Allow tracing tests to be run in parallel with other tests #95

christophebedard · 2024-03-12T01:02:00Z

Resolves #94

This allows tracing tests to be run in parallel with (a) other tracing tests (e.g., from another package) and (b) normal tests (e.g., any ROS 2 tests). It achieves that by doing two things in two separate commits:

Only consider test trace data corresponding to the current test
1. If we configure tracing in a tracing test and other tests (and therefore "ROS 2 applications") run in parallel, we will collect trace data from all running applications and end up with irrelevant data. Allow tracing tests to be run in parallel with tracing tests & normal tests #94 provides an overview of the possible solutions along with pros and cons. The chosen (and most robust) solution is:
  1. The tracing test passes a trace test ID to the test application processes it spawns through an environment variable
    1. The trace test ID contains the tracing test's PID and the test name (for easy identification)
  2. The test application processes spawned by the test (all in test_tracetools) retrieve that trace test ID from the environment and mark their process by triggering an lttng_ust_tracef:event event with that trace test ID in its payload, which will link the trace test ID to that process ID, since the trace event includes the PID
    1. lttng_ust_tracef:event was chosen because it is simple and doesn't require defining a new tracepoint; it simply collects a string msg value, see the lttng_ust_tracef API
  3. The tracing test reads those lttng_ust_tracef:event events, collects the PIDs of the events matching its test ID, and filters out trace data from all other processes, leaving only relevant trace data
2. This only concerns test_tracetools and test_ros2trace
Allow having existing tracing sessions during tracing tests
1. Now that having multiple tests (in this case multiple tracing tests) run in parallel is possible, we don't have to expect to have only one tracing session at any given time
  1. Since we don't check that no tracing session exists before and after each test, I modified the tests to check that they do not leave their tracing sessions behind
2. This only concerns test_ros2trace

clalancette

Overall, this is absolutely fantastic. Thanks for taking the time to do this.
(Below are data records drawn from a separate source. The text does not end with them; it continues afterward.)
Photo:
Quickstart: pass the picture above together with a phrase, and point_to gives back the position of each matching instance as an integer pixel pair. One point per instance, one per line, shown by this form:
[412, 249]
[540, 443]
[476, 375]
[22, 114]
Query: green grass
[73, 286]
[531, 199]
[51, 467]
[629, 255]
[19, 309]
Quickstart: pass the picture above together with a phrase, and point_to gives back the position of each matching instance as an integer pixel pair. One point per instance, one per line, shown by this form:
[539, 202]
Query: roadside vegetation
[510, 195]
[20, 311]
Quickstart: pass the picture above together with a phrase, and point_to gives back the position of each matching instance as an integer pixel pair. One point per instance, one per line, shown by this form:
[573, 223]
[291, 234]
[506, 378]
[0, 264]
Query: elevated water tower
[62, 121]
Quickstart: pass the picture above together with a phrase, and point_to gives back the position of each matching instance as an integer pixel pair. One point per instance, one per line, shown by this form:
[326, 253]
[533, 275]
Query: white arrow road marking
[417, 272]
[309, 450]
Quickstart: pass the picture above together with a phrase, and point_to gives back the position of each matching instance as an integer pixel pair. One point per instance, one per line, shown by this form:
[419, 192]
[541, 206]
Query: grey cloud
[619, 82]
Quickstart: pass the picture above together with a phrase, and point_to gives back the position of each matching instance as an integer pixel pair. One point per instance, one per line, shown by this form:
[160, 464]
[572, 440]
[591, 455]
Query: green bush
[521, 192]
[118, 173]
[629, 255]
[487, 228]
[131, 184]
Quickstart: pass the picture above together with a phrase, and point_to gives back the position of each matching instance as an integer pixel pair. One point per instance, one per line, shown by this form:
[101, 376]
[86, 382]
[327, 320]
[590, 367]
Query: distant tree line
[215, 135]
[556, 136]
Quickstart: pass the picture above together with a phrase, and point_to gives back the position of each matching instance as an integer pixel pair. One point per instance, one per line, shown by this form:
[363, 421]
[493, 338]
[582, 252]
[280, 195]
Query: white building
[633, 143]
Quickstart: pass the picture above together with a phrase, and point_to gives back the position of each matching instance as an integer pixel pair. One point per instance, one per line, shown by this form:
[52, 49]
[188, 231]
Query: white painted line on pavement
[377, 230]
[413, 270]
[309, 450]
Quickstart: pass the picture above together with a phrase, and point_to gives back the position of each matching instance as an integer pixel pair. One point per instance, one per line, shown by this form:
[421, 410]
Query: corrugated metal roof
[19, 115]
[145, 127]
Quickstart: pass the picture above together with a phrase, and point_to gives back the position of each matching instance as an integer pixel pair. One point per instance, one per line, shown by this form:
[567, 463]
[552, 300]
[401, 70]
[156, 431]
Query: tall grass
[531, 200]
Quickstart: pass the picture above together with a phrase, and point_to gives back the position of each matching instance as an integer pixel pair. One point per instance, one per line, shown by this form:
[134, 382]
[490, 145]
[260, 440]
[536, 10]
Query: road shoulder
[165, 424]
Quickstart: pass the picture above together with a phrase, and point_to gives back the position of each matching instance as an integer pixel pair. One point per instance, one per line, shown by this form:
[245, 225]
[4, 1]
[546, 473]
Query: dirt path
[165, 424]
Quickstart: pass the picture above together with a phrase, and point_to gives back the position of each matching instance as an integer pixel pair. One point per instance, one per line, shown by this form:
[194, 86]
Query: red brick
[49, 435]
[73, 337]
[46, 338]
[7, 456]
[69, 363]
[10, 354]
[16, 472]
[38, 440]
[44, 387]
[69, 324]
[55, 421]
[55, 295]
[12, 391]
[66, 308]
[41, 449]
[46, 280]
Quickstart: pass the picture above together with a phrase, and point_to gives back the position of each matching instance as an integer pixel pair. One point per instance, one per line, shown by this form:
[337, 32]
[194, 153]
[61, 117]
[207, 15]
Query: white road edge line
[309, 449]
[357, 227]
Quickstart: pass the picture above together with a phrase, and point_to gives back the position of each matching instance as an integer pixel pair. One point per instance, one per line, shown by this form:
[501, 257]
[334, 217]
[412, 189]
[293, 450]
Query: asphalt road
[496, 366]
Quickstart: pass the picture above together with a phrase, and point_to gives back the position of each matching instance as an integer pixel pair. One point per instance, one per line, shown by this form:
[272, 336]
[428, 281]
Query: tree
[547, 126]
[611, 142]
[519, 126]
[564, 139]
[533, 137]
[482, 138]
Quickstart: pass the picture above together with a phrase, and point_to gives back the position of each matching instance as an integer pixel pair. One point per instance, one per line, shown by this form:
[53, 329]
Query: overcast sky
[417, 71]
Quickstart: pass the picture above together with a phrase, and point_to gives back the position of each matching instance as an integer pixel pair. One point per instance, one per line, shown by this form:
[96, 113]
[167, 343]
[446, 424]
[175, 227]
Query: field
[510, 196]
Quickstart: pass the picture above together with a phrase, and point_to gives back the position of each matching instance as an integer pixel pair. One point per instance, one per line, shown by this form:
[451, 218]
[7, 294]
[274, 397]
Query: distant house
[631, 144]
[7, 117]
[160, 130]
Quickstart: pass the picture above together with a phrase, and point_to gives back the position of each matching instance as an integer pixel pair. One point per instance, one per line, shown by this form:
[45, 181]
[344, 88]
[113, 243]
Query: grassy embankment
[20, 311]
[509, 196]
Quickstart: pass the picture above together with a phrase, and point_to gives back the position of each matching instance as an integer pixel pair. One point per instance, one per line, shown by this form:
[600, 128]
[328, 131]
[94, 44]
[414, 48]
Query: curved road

I've left a few non-blocking nits inline. I'm still going to approve, and leave it to you to decide whether to respond to them, and then run full CI on this.

test_tracetools/CMakeLists.txt

tracetools_read/tracetools_read/trace.py

tracetools_test/tracetools_test/case.py

christophebedard · 2024-03-12T18:38:49Z

Full CI, removing --executor sequential in the test args to run tests in parallel (I think that's the only thing I need to do just by looking at ros2/ci#757):

Linux
- Rebuild: Linux
Linux-aarch64
- Rebuild: Linux-aarch64
Windows

If the above jobs look good, I will run a RHEL job too.

christophebedard · 2024-03-12T20:30:22Z

The ci_linux-aarch64 job passed, but the ci_linux job is failing with this weird LTTng error I've never seen when trying to destroy tracing sessions:

PERROR - 19:49:43.719443455 [372535/372535]: recvmsg: Connection reset by peer (in lttcomm_recv_unix_sock() at unix.c:205)

It's a direct failure of recvmsg(). @clalancette are you aware of any weird things going on with sockets in CI?

clalancette · 2024-03-12T21:28:39Z

It's a direct failure of recvmsg(). @clalancette are you aware of any weird things going on with sockets in CI?

Not off-hand, no. Also, the aarch64 jobs should be exactly equivalent, in the sense that they use the exact same Dockerfile. Let's see what happens on the rebuild, which was launched on a different building host. If we still see it, then we can work with the infrastructure team to try some things out and narrow it down.

christophebedard · 2024-03-12T22:24:35Z

Still failing.

I did realize that an lttngpy test tries to destroy all tracing sessions (because that's part of its API), which could affect other tests:

ros2_tracing/lttngpy/test/test_session.py

Line 57 in ed6f435

self.assertEqual(0, lttngpy.destroy_all_sessions())

. Tests of downstream packages shouldn't be running concurrently, as seen in the CI logs, though. It also wouldn't lead to the error we're getting now.

christophebedard · 2024-03-13T02:45:57Z

I re-triggered the aarch64 job and it failed. I'll try to figure out what tests were running in parallel with the failing tests for the Linux jobs, maybe that will give us a clue.

clalancette · 2024-03-13T12:10:00Z

I re-triggered the aarch64 job and it failed. I'll try to figure out what tests were running in parallel with the failing tests for the Linux jobs, maybe that will give us a clue.

OK, that sounds good.

If you need, one other thing I can do is to run the tests before and after this change back-to-back on the same machine. That would at least tell us whether it is an environmental problem or not. But I'll hold off on doing that until you do some more investigation.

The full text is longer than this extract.